In the end, not one person we passed by for came. So, we kept up our hopes that someone else had made it to church with a member or even by themselves and we raced to the chapel to see.
We finally walked into the chapel, sweating and tired and hungry, and we sat down on our bench and glanced around. No one. I am not going to pretend we weren´t a little discouraged in that moment. I almost felt like crying.
But, we picked up our hymn books and sang. A few minutes later Hermana Hobbs caught my attention and gestured a few rows back. "Ramona´s here with Jimena!" she whispered. We finally noticed that a mother and her 9 year old daughter who hadn´t been to church in years and who we had invited to come back that week were there. And then Marcela, a recent convert who quickly slipped into inactivity after her baptism, came through the doors holding her toddler son and sat next to us! She was another one we had visited and invited back to church the day before.
It wasn´t what we expected.

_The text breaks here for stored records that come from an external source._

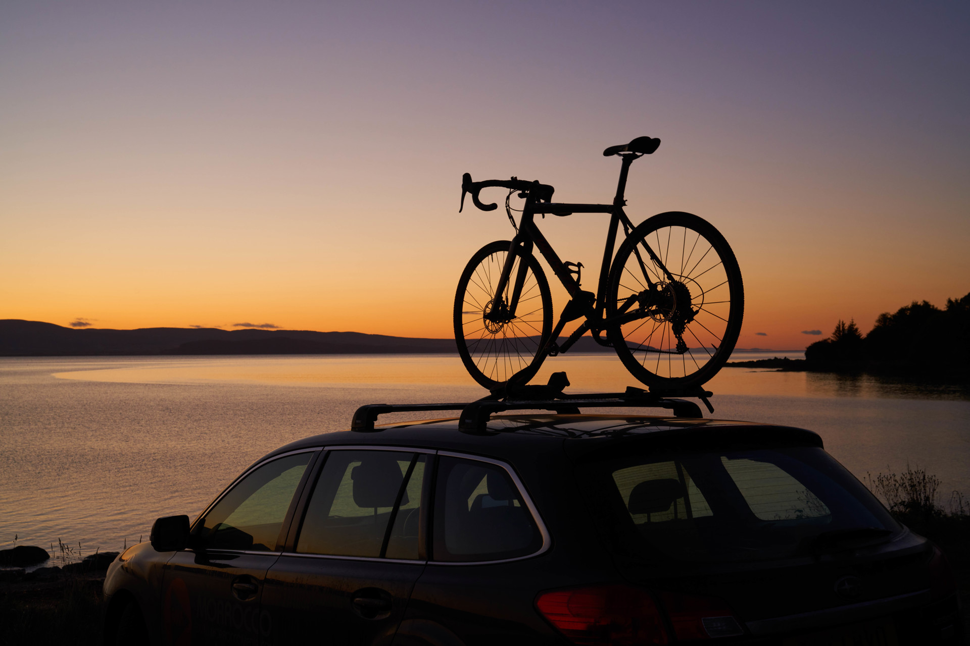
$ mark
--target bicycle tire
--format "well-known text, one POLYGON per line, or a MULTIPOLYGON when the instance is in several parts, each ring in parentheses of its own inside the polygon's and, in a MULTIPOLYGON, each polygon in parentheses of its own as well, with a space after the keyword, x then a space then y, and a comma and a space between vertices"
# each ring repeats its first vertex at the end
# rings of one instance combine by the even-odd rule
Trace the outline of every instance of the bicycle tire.
POLYGON ((744 286, 734 252, 713 225, 691 213, 661 213, 637 226, 613 259, 606 294, 607 320, 640 296, 639 307, 626 312, 641 318, 607 325, 607 337, 630 374, 654 390, 702 385, 724 367, 741 332, 744 286), (646 244, 656 245, 670 276, 646 244), (660 286, 652 294, 650 282, 660 286))
MULTIPOLYGON (((529 273, 516 317, 504 323, 484 319, 511 244, 508 240, 497 240, 475 252, 465 266, 455 291, 454 327, 458 354, 471 378, 489 390, 501 387, 513 375, 517 375, 516 381, 520 384, 534 377, 545 358, 540 351, 552 332, 549 282, 538 260, 532 255, 526 261, 529 273)), ((508 302, 521 262, 520 259, 512 268, 503 295, 505 302, 508 302)))

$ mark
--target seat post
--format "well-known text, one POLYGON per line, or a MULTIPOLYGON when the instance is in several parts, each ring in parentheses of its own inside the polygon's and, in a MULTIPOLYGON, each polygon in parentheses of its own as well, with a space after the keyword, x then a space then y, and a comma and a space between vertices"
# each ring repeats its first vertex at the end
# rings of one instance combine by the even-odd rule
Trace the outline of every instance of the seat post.
POLYGON ((614 206, 626 206, 627 200, 624 200, 623 196, 627 192, 627 175, 630 173, 630 165, 633 163, 633 160, 637 159, 639 155, 635 154, 626 154, 620 155, 623 159, 623 165, 620 167, 620 181, 616 186, 616 197, 613 198, 614 206))

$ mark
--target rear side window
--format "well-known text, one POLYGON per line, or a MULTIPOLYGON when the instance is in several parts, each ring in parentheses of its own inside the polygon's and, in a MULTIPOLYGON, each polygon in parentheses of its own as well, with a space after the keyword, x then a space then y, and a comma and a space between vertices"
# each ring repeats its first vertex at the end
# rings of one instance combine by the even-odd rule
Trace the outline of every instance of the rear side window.
POLYGON ((425 461, 404 451, 329 451, 296 551, 417 559, 425 461))
POLYGON ((702 561, 811 553, 857 530, 898 530, 885 508, 817 447, 672 452, 588 465, 590 504, 621 545, 702 561), (617 522, 619 521, 619 522, 617 522))
POLYGON ((542 546, 515 482, 488 462, 439 458, 434 519, 435 561, 499 561, 542 546))

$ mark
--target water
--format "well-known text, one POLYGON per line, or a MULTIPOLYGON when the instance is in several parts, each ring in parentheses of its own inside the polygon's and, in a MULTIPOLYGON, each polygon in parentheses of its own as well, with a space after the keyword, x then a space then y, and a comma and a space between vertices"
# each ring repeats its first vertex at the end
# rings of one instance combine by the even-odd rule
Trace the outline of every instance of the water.
MULTIPOLYGON (((609 354, 556 357, 535 381, 554 370, 573 391, 634 385, 609 354)), ((810 428, 860 477, 909 464, 943 480, 941 503, 970 494, 965 389, 748 368, 708 387, 714 416, 810 428)), ((195 517, 272 448, 347 428, 362 404, 483 394, 449 355, 0 358, 0 547, 115 550, 158 516, 195 517)))

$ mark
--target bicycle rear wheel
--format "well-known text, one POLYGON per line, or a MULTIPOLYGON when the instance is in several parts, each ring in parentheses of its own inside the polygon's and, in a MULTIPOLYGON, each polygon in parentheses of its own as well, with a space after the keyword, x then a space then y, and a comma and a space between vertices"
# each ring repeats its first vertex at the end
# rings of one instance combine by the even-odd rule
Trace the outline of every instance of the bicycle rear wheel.
POLYGON ((508 285, 501 294, 498 320, 487 317, 511 242, 491 242, 469 261, 455 292, 454 325, 458 354, 469 374, 490 390, 518 374, 528 383, 542 359, 540 351, 552 332, 552 294, 549 282, 534 256, 516 259, 508 285), (522 292, 514 316, 507 309, 515 278, 525 271, 522 292))
POLYGON ((734 252, 690 213, 661 213, 636 227, 613 260, 606 293, 607 320, 617 320, 607 326, 613 349, 653 389, 703 385, 741 332, 744 287, 734 252))

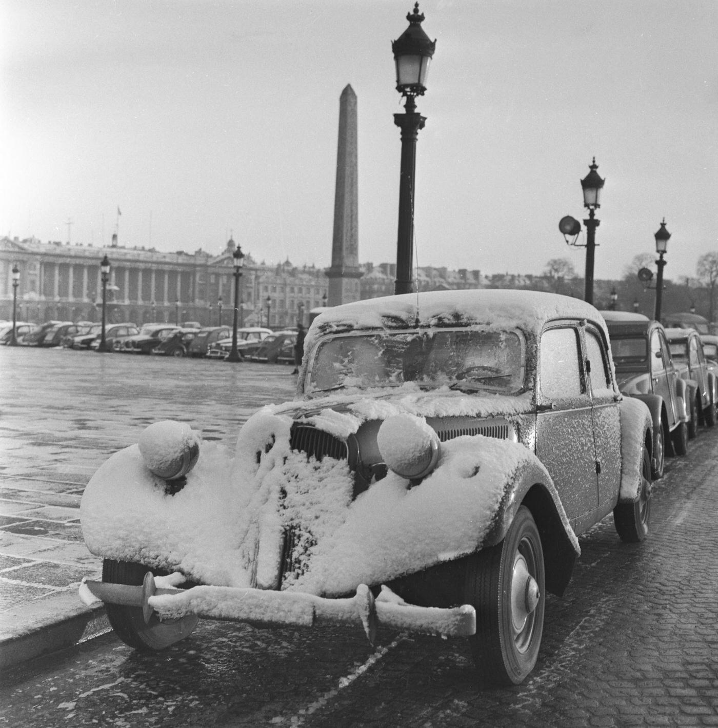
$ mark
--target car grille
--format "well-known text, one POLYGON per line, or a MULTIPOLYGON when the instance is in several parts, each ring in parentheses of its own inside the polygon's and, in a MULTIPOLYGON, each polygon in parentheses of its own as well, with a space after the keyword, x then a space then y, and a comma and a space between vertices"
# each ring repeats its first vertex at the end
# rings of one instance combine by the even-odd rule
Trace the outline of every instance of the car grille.
POLYGON ((325 455, 335 460, 346 460, 348 457, 346 443, 309 424, 292 425, 290 446, 292 450, 305 452, 308 457, 313 455, 317 460, 325 455))

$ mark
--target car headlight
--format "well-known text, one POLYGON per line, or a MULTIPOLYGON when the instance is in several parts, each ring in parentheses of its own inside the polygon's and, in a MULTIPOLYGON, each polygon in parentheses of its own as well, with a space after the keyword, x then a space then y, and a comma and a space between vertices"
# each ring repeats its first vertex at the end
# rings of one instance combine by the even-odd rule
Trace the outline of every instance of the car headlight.
POLYGON ((387 417, 377 433, 377 445, 386 467, 410 480, 425 478, 436 466, 441 452, 439 435, 420 417, 387 417))
POLYGON ((199 436, 188 424, 174 420, 155 422, 137 441, 145 464, 166 480, 183 478, 199 457, 199 436))

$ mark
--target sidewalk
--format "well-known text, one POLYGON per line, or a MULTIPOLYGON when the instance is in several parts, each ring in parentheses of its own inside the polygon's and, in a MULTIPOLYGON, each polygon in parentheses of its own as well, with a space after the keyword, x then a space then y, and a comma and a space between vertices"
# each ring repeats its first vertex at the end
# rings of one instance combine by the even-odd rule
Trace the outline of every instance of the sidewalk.
POLYGON ((80 499, 97 468, 153 422, 233 447, 259 406, 291 399, 282 365, 0 347, 0 669, 108 630, 82 604, 80 499), (228 395, 228 392, 229 394, 228 395))

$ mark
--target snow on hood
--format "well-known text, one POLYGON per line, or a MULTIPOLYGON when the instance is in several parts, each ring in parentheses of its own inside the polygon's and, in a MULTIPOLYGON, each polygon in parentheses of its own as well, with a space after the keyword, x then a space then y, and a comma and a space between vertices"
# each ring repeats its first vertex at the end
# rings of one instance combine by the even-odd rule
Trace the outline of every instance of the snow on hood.
POLYGON ((533 406, 530 392, 516 396, 482 391, 467 395, 448 387, 426 392, 410 381, 388 391, 386 387, 343 390, 341 394, 321 398, 269 405, 263 411, 290 414, 335 437, 346 438, 356 432, 363 422, 397 414, 418 417, 508 417, 531 412, 533 406))

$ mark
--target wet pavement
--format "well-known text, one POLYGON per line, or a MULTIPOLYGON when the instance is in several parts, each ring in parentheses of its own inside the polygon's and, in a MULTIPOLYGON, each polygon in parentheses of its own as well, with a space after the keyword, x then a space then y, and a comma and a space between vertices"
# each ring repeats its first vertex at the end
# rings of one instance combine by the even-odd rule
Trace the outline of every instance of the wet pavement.
POLYGON ((292 397, 282 365, 0 347, 0 668, 107 628, 77 596, 99 578, 79 524, 97 468, 148 424, 188 422, 233 448, 259 407, 292 397))

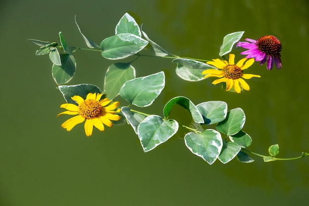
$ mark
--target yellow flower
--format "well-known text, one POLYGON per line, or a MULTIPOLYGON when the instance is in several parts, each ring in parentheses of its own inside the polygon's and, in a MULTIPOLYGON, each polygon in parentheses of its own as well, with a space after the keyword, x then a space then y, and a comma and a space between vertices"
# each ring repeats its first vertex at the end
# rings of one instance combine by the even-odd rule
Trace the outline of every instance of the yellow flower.
POLYGON ((85 120, 85 132, 87 136, 92 134, 93 126, 100 131, 104 131, 104 125, 113 126, 111 120, 117 121, 121 117, 115 113, 120 112, 120 109, 115 111, 119 106, 119 102, 110 104, 112 101, 107 98, 100 100, 103 94, 89 93, 84 100, 79 96, 74 96, 71 98, 77 103, 78 106, 73 104, 63 104, 60 106, 68 111, 58 115, 78 115, 65 122, 61 126, 67 131, 70 131, 76 125, 81 123, 85 120))
POLYGON ((213 59, 213 61, 206 62, 207 64, 210 64, 219 69, 207 69, 202 73, 203 75, 206 75, 204 78, 208 77, 216 77, 219 79, 212 82, 213 84, 225 82, 227 84, 226 90, 229 91, 233 86, 234 90, 237 93, 240 93, 241 88, 249 91, 250 87, 242 78, 245 79, 249 79, 252 77, 261 77, 259 75, 250 75, 248 74, 243 74, 242 71, 251 66, 254 62, 254 59, 248 59, 245 58, 241 59, 237 64, 234 63, 235 55, 230 54, 229 62, 226 60, 221 60, 219 59, 213 59), (246 62, 245 63, 245 62, 246 62), (240 85, 239 85, 240 84, 240 85))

But I can´t even describe how happy we felt when, after thinking that not one person arrived despite all our best efforts, we saw these two women in the chapel. We still had to answer with ZERO when our district leader asked how many investigators we had in church that day but we tried not to let that get us too discouraged. Sometimes in the mission it is a bit of a ridiculous numbers game but I know and God knows that these women count too.
Anyways I´ll admit it was a blow at first to have done everything we did and for hardly anything to come of it. At first I wasn´t sure how to think about what happened and it caused me to ponder a lot about faith and doubt and disappointment. Sometimes it is easier to doubt and to only put in 75% and never expect too much, then you won´t feel as devastated as we did this Sunday. But as we have had a few days to process it we have had some great conversations and moments in personal and companionship study.
Hermana Hobbs pointed out that we had been praying and fasting specifically that we could have more faith. More faith that there are people who are prepared to hear the gospel. More faith that the Lord would provide. More faith that baptisms are possible here in Barrio 4. And in some unexpected ways what happened on Sunday was an answer to our prayers. I know that, like it says in Ether, miracles happen only after the trial of our faith. "I would show unto the world that faith is things which are hoped for and not seen; wherefore, dispute not because ye see not, for ye receive no witness until after the trial of your faith." It would have hardly been a trial of our faith if things worked out immediately like we expected them to. I was reminded also of the scripture in Isaiah which reads: "Then I said, I have labored in vain, I have spent my strength for naught, and in vain: yet surely my judgment is with the Lord, and my work with my God."
The plan now is to continue working as hard as we can to improve our church attendance and we know that eventually the blessings will come.
I hope all is well at home. The heat should let up here in about a month. I have never been so excited about winter.